Fredrik Logevall recommends 6 books about the American century
The Pulitzer Prize winner recommends works by Margaret MacMillan, Ronald Steel, and more
Harvard historian Fredrik Logevall won a Pulitzer Prize for Embers of War, his 2012 book about 1945–59 Vietnam. His new book, JFK: Coming of Age in the American Century, 1917–1956, is the first volume in a new biography of John F. Kennedy.
Paris 1919 by Margaret MacMillan (2001).
One of the things to cherish about this book — an in-depth examination of the post–World War I Paris Peace Conference — is the way MacMillan conveys the human drama of the story while elucidating its political context. Want to better understand the making of the modern world, and the emergence of the U.S. as a world power? Read this book.
The Best and the Brightest by David Halberstam (1972).
I love this sprawling, mesmerizing, essential examination of American intervention in Vietnam. Halberstam makes too much of policymakers' initial hubris, but he lays out in gripping detail the complex mix of factors that led a superpower into a morass.
Walter Lippmann and the American Century by Ronald Steel (1980).
It's hard today to appreciate the extent of Lippmann's onetime influence — everyone of consequence read his "Today and Tomorrow" column. Avoid getting too close to power, Lippmann instructed his press protégés, even as he hobnobbed with the high and mighty. Steel's biography of the great journalist is an enduring masterpiece.

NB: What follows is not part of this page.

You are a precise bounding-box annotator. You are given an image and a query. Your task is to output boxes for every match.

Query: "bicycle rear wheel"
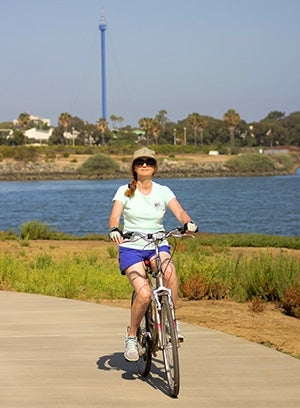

These Truths by Jill Lepore (2018).
If you're like me, you'll be hooked from the first pages of this one-volume history of the United States: Lepore opens in fall 1787, with the contentious debate over the ratification of the Constitution. The core question, she writes, has never gone away: "Can a political society really be governed by reflection and election, by reason and truth, rather than by accident and violence, by prejudice and deceit?”
The Rise and Fall of the Great Powers by Paul Kennedy (1987).
Kennedy's astounding, wide-ranging book was unputdownable when I first encountered it in grad school. Not least, it explains as few books have done the economic and political reasons for America's stunning rise.
Our Man by George Packer (2019).
An engrossing and deeply incisive portrait of Richard Holbrooke, one of the most consequential, fascinating, and flawed figures in modern U.S. foreign policy. More than a biography, Our Man is also a history of international affairs in the troubled second half of the American Century, and an expert excavation of the Eastern establishment that dominated U.S. policymaking.